2020 Trends in Big Data: The Integration Agenda

Other than the resurgence of various Artificial Intelligence dimensions, the single most meaningful development in the big data space in the past several years is the burgeoning distribution of data assets.

Whereas once those assets were safely confined within the enterprise, the confluence of mobile technologies, the cloud, the Internet of Things, edge computing, containerization, social media, and big data itself has shifted the onus of data management to external, decentralized sources.

The ramifications of this reality are manifold. Organizations can now get the diversity of data required for meaningful machine learning results. The overhead of operating in hybrid, multi-cloud environments is less costly. The very worth of big data has increased with novel opportunities to comprehensively analyze business problems from an array of sources not previously available.

However, these benefits are only realized if organizations can successfully deal with the greatest consequence of the dispersal of data to heterogeneous settings: the undue emphasis it places on data integrations.

“This post big data architecture has a focus on the integration of data,” Cambridge Semantics CTO Sean Martin observed. “The Hadoop family of technologies was pretty good at aggregating a lot of data in data lakes, but they weren’t really good at integrating that data and often, there was chaos.”

The challenges of integrating big data at scale mean much more than simply automating transformation processes. To reduce the chaos Martin described, organizations must also account for the demands of data discovery, semantic or business understanding of data, metadata management, structured and unstructured data, and transformation.

Surmounting these obstacles enables organizations to swiftly cull, understand, deploy, and reuse data for competitive advantage—at will—from the full range of sources available to the modern enterprise.

Structured, Unstructured, and Semi-Structured Data

Just as data have become more distributed across the computational landscape, the meaning of data integrations has similarly expanded. Cambridge Semantics VP of Marketing John Rueter noted that because of data’s increasing distribution, modern integration efforts involve “not only data, but [different] tools and technologies”. Implicit to this sundry of integration factors are the assortments of structured, unstructured, and semi-structured data that exacerbate integration attempts, forcing organizations to consider, “how do you operate with data where the structures and the content of the data is not that well known?” remarked Paxata SVP of Global Marketing Piet Loubser.
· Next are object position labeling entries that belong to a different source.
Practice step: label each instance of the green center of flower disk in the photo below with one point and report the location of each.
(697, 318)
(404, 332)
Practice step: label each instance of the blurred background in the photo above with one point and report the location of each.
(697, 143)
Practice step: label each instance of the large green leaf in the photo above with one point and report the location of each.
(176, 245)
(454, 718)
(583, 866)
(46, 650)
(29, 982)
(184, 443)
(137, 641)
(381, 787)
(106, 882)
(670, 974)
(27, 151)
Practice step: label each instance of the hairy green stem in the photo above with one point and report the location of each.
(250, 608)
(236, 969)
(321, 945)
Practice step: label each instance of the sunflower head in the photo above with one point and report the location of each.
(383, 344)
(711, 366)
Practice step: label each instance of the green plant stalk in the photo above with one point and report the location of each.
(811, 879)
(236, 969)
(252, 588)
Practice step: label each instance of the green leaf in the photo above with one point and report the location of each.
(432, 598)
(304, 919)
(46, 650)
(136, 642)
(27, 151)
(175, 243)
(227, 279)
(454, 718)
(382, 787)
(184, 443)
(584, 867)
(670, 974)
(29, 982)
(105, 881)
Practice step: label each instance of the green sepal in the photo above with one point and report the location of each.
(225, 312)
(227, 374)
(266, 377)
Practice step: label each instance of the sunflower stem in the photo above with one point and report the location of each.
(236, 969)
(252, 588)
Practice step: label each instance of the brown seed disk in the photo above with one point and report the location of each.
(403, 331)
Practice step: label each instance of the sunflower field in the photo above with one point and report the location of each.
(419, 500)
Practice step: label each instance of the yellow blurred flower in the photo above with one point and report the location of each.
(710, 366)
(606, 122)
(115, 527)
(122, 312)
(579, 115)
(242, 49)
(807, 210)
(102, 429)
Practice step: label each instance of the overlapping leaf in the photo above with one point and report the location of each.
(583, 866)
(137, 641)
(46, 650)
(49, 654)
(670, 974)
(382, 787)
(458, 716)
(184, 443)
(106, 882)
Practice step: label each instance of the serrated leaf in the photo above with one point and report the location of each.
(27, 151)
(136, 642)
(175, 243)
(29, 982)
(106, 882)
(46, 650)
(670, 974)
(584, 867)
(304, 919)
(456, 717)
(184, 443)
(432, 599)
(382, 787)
The answer takes many forms, including:

  • Data Virtualization: According to Denodo CMO Ravi Shankar, virtualization technologies can produce data integrations that are “format agnostic. So the format could be structured data, unstructured data, or semi-structured data like XML and so on.”
  • Data Fabrics: Although definitions of data fabrics differ, the most comprehensive of these platforms consolidate any data management tool, technique, or approach with a semantic layer on top to rectify modeling and semantic differences to spur integrations.
  • GraphQL and JSON: Organizations can also connect to various sources with multiple data management platforms. By relying on GraphQL (an API and query language) and the schema on demand capabilities of JSON, organizations can swiftly get the connected architecture for “that flexibility that gives them the integrations and basically what they need,” maintained TopQuadrant CEO Irene Polikoff.

Integrating unstructured and semi-structured data enables organizations to work with modern data sources pertaining to text, images, and video.

Dynamic Semantics

The heterogeneity of integrations in the post big data/Artificial Intelligence age also reinforces the need for semantic understanding of data stemming from divers tools and locations. A lack of clear, well-defined semantics (in addition to the tendency to flout governance protocols) contributed to the failure of most generalized data lake implementations—especially for self-service, business user access. The semantic comprehension of data fueling downstream necessities like data discovery is aggravated by the emergent reality that for many users, “the semantics of what they’re looking at is going to be changing based on the context of who I am as this person interacting with the data, and also potentially the question that I might be having,” Loubser revealed.

Organizations can better understand data’s meaning when integrating disparate data sources via smart data technologies including uniform data models, vocabularies, and taxonomies that “blend the semantics—the business meaning of the data with the data—to make it easier to discover and easier to use,” Martin said. The evolution of data’s meaning based on use cases “puts a lot more focus on dynamic semantic construction as I’m accessing data to help me understand and define a semantic context for the data that fits the purposes of my analytics,” Loubser added.

Data Discovery

Once sets of big data are integrated—regardless of structure—and understood by users, the data discovery process is vital to loading data for analytics or application use. There are innate data discovery benefits to understanding what data mean prior to analytics; synthesizing semantic understanding with the integration process provides an ideal layer for determining relationships among disparate data to maximize their deployment. Holistic data discovery across the enterprise is an indicator of successful integration and a point of departure from simply collocating data, in which older methods “got all the data in one place and made it available—if you could find it,” Martin said.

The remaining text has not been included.